“La mesure phare préconisée par le rapport [23 propositions sur le vieillissement] risque aussi d’être la plus controversée. Elle propose de créer des EHPAD destinés aux LGBT uniquement. Une telle structure permettrait de protéger des « communautés confrontées dans leur vie à l’illégalité, aux discriminations, […] à l’épidémie du VIH. ». Le rapport souligne toutefois le risque de créer des « ghettos LGBT, […] de réduction de l’individu à son orientation sexuelle ou à son identité de genre. » C’est pourquoi il propose des expérimentations tenant compte des attentes des patients, tout en précisant que le but n’est pas de généraliser cette prise en charge. Michèle Delaunay a accueilli favorablement cette proposition et envisage même de l’étendre au champ religieux”. (Source : Pourquoi docteur)
Ce rapport qui préconise la création de maisons de retraite pour les lesbiennes, les gays, les bisexuels, et les transsexuels met heureusement l’accent sur l’inconvénient de “parquer” des vieux LGBT dans de véritables “ghettos” où l’individu se retrouve réduit à sa sexualité antérieure.
Mais cela n’empêche pas les auteurs du rapport de faire cette proposition. Car pour une discrimination, c’est une discrimination, et si l’homosexuel n’a pas été stigmatisé pendant sa vie active, il le sera sur ses vieux jours. Curieusement la légalisation du mariage entre personnes de même sexe visait à faire entrer les homosexuels dans le lot commun en banalisant l’homosexualité, cette proposition va dans le sens inverse mais, comme d’habitude, pavée de bonnes intentions.
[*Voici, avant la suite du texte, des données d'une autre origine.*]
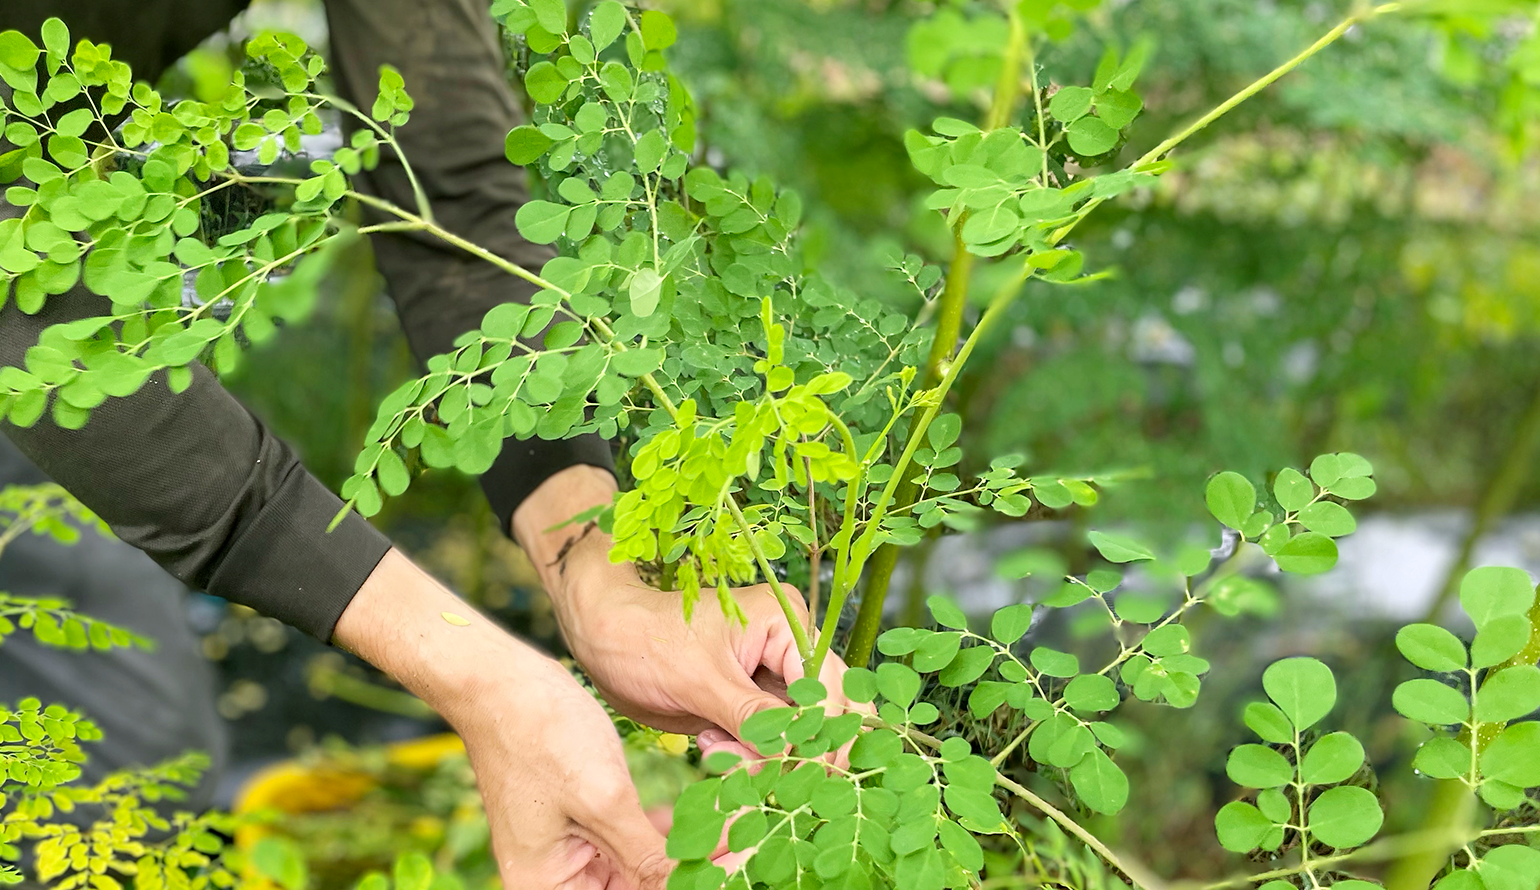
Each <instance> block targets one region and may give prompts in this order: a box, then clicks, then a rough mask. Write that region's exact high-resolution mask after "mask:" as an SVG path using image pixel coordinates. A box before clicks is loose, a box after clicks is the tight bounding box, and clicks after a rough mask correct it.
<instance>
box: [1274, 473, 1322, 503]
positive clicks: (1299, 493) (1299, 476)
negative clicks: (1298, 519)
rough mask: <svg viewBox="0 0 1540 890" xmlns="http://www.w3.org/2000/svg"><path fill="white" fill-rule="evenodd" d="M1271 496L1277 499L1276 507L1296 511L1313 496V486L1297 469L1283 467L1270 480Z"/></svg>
mask: <svg viewBox="0 0 1540 890" xmlns="http://www.w3.org/2000/svg"><path fill="white" fill-rule="evenodd" d="M1272 496H1274V497H1277V499H1278V507H1283V508H1284V510H1287V511H1289V513H1297V511H1298V510H1300V508H1303V507H1304V505H1306V504H1309V502H1311V497H1315V487H1314V485H1311V480H1309V479H1306V477H1304V474H1303V473H1300V471H1298V470H1294V468H1292V467H1284V468H1283V470H1281V471H1280V473H1278V477H1277V479H1274V480H1272Z"/></svg>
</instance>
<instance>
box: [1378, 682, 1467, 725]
mask: <svg viewBox="0 0 1540 890" xmlns="http://www.w3.org/2000/svg"><path fill="white" fill-rule="evenodd" d="M1391 705H1392V707H1394V708H1395V710H1397V711H1398V713H1400V714H1401V716H1404V718H1408V719H1412V721H1417V722H1423V724H1431V725H1435V727H1443V725H1452V724H1463V722H1465V721H1468V719H1471V702H1468V701H1466V698H1465V694H1463V693H1460V690H1455V688H1451V687H1446V685H1445V684H1441V682H1438V681H1432V679H1415V681H1406V682H1404V684H1401V685H1398V687H1395V691H1394V693H1392V694H1391Z"/></svg>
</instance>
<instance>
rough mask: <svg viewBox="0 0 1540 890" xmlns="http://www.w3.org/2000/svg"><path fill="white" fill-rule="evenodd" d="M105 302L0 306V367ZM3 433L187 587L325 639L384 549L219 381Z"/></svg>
mask: <svg viewBox="0 0 1540 890" xmlns="http://www.w3.org/2000/svg"><path fill="white" fill-rule="evenodd" d="M100 311H102V305H100V297H95V296H92V294H86V293H80V291H71V293H69V294H62V296H57V297H51V299H49V300H48V305H46V306H45V308H43V311H42V313H39V314H37V316H26V314H23V313H22V311H20V309H17V308H15V303H14V302H11V303H9V305H6V306H5V309H0V363H3V365H14V366H20V365H22V363H23V360H25V356H26V350H28V348H29V346H31V345H32V343H37V339H39V336H40V334H42V331H43V328H46V326H49V325H54V323H60V322H66V320H71V319H74V317H85V316H86V314H99V313H100ZM3 430H5V434H6V436H8V437H9V439H11V440H12V442H14V443H15V445H17V447H18V448H20V450H22V451H23V453H25V454H26V456H28V457H29V459H31V460H32V462H34V463H37V465H39V468H42V470H43V471H45V473H48V474H49V476H51V477H52V479H54V480H55V482H59V483H60V485H63V487H65V488H66V490H69V491H71V493H72V494H74V496H75V497H77V499H80V502H83V504H85V505H86V507H89V508H91V510H94V511H95V513H97V516H100V517H102V519H103V520H106V524H108V525H111V527H112V531H114V533H115V534H117V536H119V537H122V539H123V540H126V542H128V544H132V545H134V547H137V548H140V550H143V551H145V553H148V554H149V556H151V557H152V559H154V560H156V562H157V564H160V565H162V568H165V570H166V571H169V573H171V574H174V576H176V577H179V579H180V581H182V582H185V584H188V585H189V587H194V588H199V590H206V591H208V593H213V594H216V596H222V597H225V599H229V601H231V602H239V604H242V605H249V607H251V608H254V610H257V611H260V613H263V614H269V616H273V617H277V619H280V621H283V622H286V624H291V625H294V627H297V628H300V630H303V631H306V633H310V634H313V636H316V637H320V639H330V637H331V630H333V625H336V622H337V617H340V616H342V610H345V608H346V607H348V602H350V601H351V599H353V596H354V594H356V593H357V591H359V588H360V587H362V585H363V581H365V579H367V577H368V576H370V573H371V571H374V567H376V565H377V564H379V560H380V557H382V556H385V551H387V550H390V540H388V539H387V537H385V536H383V534H380V533H379V531H376V530H374V528H373V527H371V525H370V524H368V522H365V520H363V517H360V516H357V514H356V513H350V514H348V516H346V517H345V519H343V520H342V524H340V525H339V527H337V528H336V530H333V531H331V533H328V531H326V525H328V524H330V522H331V519H333V516H336V514H337V511H339V510H342V500H340V499H337V496H336V494H333V493H331V491H328V490H326V487H325V485H322V483H320V482H319V480H317V479H316V477H314V476H311V474H310V473H308V471H305V468H303V467H302V465H300V462H299V459H297V456H296V454H294V451H293V450H291V448H290V447H288V445H285V443H283V442H282V440H280V439H277V437H276V436H273V433H269V431H268V430H266V427H263V425H262V423H260V422H259V420H257V419H256V417H253V416H251V413H249V411H246V410H245V408H243V407H242V405H240V403H239V402H237V400H236V399H234V397H233V396H231V394H229V393H226V391H225V390H223V386H220V385H219V382H217V380H216V379H214V376H213V374H209V373H208V371H206V370H205V368H202V366H199V365H196V366H194V368H192V385H191V386H189V388H188V390H186V391H183V393H180V394H176V393H171V391H169V388H168V386H166V380H165V376H163V374H157V376H154V377H151V379H149V380H148V382H146V383H145V386H143V388H142V390H140V391H139V393H136V394H132V396H128V397H125V399H108V400H106V402H103V403H102V405H99V407H97V408H94V410H92V411H91V419H89V422H86V425H85V427H83V428H82V430H62V428H60V427H57V425H55V423H54V422H52V420H51V419H49V417H48V416H46V414H45V416H43V417H42V419H40V420H39V422H37V423H35V425H32V427H28V428H20V427H15V425H12V423H9V422H6V423H3Z"/></svg>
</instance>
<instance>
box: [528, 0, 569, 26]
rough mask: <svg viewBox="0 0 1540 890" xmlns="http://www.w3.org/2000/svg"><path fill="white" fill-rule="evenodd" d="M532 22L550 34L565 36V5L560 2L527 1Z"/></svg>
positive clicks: (565, 16) (566, 12) (548, 0)
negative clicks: (532, 16)
mask: <svg viewBox="0 0 1540 890" xmlns="http://www.w3.org/2000/svg"><path fill="white" fill-rule="evenodd" d="M528 3H530V9H531V11H533V12H534V20H536V22H537V23H539V25H541V28H544V29H547V31H550V32H551V34H567V3H564V2H562V0H528Z"/></svg>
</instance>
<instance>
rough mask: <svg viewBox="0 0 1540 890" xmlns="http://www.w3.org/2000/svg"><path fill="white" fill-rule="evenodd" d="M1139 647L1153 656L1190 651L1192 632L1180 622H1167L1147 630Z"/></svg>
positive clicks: (1179, 652) (1169, 654)
mask: <svg viewBox="0 0 1540 890" xmlns="http://www.w3.org/2000/svg"><path fill="white" fill-rule="evenodd" d="M1140 647H1143V648H1144V651H1147V653H1150V654H1152V656H1155V657H1166V656H1173V654H1187V653H1189V651H1192V633H1190V631H1189V630H1187V628H1186V627H1183V625H1180V624H1167V625H1166V627H1157V628H1155V630H1152V631H1149V633H1147V634H1146V636H1144V639H1141V641H1140Z"/></svg>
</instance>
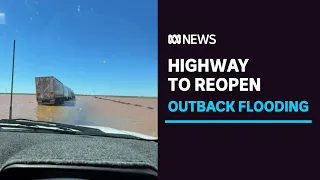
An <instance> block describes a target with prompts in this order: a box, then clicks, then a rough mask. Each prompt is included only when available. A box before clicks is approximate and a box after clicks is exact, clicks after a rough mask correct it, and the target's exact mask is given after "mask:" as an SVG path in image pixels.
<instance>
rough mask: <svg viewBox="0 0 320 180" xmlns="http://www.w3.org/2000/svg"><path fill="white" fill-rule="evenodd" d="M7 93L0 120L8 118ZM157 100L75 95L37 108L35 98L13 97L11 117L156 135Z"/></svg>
mask: <svg viewBox="0 0 320 180" xmlns="http://www.w3.org/2000/svg"><path fill="white" fill-rule="evenodd" d="M9 103H10V95H9V94H0V119H8V117H9ZM157 104H158V99H156V98H131V97H110V96H109V97H108V96H104V97H94V96H77V97H76V100H71V101H66V102H65V103H64V104H63V105H59V106H50V105H38V103H37V100H36V96H35V95H16V94H14V95H13V101H12V118H25V119H32V120H41V121H50V122H59V123H66V124H74V125H89V126H90V125H91V126H107V127H111V128H116V129H120V130H127V131H133V132H138V133H142V134H147V135H151V136H156V137H157V136H158V119H157V118H158V114H157V113H158V112H157V109H158V107H157Z"/></svg>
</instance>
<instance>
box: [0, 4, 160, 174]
mask: <svg viewBox="0 0 320 180" xmlns="http://www.w3.org/2000/svg"><path fill="white" fill-rule="evenodd" d="M157 37H158V36H157V1H149V0H143V1H140V2H139V3H137V2H134V1H129V0H117V1H113V0H106V1H104V0H103V1H102V0H93V1H86V0H68V1H65V0H13V1H0V67H1V70H0V180H5V179H27V180H31V179H39V180H40V179H42V180H44V179H131V180H132V179H139V180H154V179H157V178H158V142H157V137H158V135H157V133H158V132H157V131H158V130H157V125H158V122H157V107H158V102H157V94H158V93H157V79H158V77H157V57H158V56H157ZM58 79H59V80H58ZM7 118H8V119H7ZM147 136H152V138H153V137H155V138H156V139H150V138H149V139H148V137H147ZM146 137H147V138H146Z"/></svg>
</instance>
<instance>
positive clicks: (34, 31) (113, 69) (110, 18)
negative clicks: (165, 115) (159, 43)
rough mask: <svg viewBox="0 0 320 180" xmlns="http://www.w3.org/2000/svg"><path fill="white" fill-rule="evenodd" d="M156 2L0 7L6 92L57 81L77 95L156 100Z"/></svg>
mask: <svg viewBox="0 0 320 180" xmlns="http://www.w3.org/2000/svg"><path fill="white" fill-rule="evenodd" d="M157 19H158V18H157V1H155V0H135V1H133V0H10V1H5V0H0V92H9V91H10V82H11V65H12V48H13V40H14V39H15V40H16V59H15V61H16V64H15V81H14V92H17V93H34V92H35V77H38V76H55V77H56V78H57V79H59V80H60V81H62V82H63V83H64V84H65V85H67V86H69V87H70V88H71V89H73V90H74V91H75V92H76V93H84V94H106V95H133V96H135V95H136V96H157V89H158V87H157V73H158V72H157V34H158V32H157V28H158V27H157Z"/></svg>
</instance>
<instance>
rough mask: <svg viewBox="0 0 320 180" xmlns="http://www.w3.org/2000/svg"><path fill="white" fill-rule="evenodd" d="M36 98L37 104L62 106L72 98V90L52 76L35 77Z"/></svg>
mask: <svg viewBox="0 0 320 180" xmlns="http://www.w3.org/2000/svg"><path fill="white" fill-rule="evenodd" d="M35 79H36V96H37V102H38V104H51V105H57V104H63V103H64V101H67V100H70V99H74V98H75V96H74V95H73V98H72V92H73V91H72V90H71V89H70V88H68V87H67V86H65V85H63V83H62V82H61V81H59V80H58V79H57V78H55V77H54V76H46V77H36V78H35Z"/></svg>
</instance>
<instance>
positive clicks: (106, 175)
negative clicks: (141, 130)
mask: <svg viewBox="0 0 320 180" xmlns="http://www.w3.org/2000/svg"><path fill="white" fill-rule="evenodd" d="M157 164H158V144H157V143H156V142H153V141H145V140H136V139H123V138H115V137H112V138H111V137H97V136H86V135H67V134H52V133H50V134H49V133H25V132H1V131H0V165H1V170H0V179H21V178H23V179H39V180H40V179H42V180H45V179H47V180H49V179H56V180H58V179H70V180H71V179H131V180H132V179H142V180H155V179H157V178H158V174H157V172H158V168H157Z"/></svg>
La perspective envisagée par Michèle Delaunay, ministre chargée des Personnes âgées et de l’Autonomie, d’étendre le particularisme ou le communautarisme sénescent au champ religieux est également curieuse. Dans une République qui se prétend une et indivisible et laïque, voilà une idée unificatrice.
Vous me direz qu’il existe bien des maisons de retraite pour les acteurs, mais elles sont organisées par la profession et nombre de professions mettent à la disposition des résidences pour leurs retraités qui ne sont recrutés ni sur leurs opinions, ni sur leur religion, ni sur leur orientation sexuelle. Il est vrai que l’idée est au moins bonne pour ce qui concerne la cuisine qui se trouverait simplifiée : entièrement halal pour les musulmans, entièrement cascher pour les juifs pratiquants et la possibilité de manger du porc pour tous les autres, hormis les végétariens. Mais faudra-il prévoir des maisons de retraite pour les athées hétérosexuels ? Ce particularisme dont on ne tient pas compte.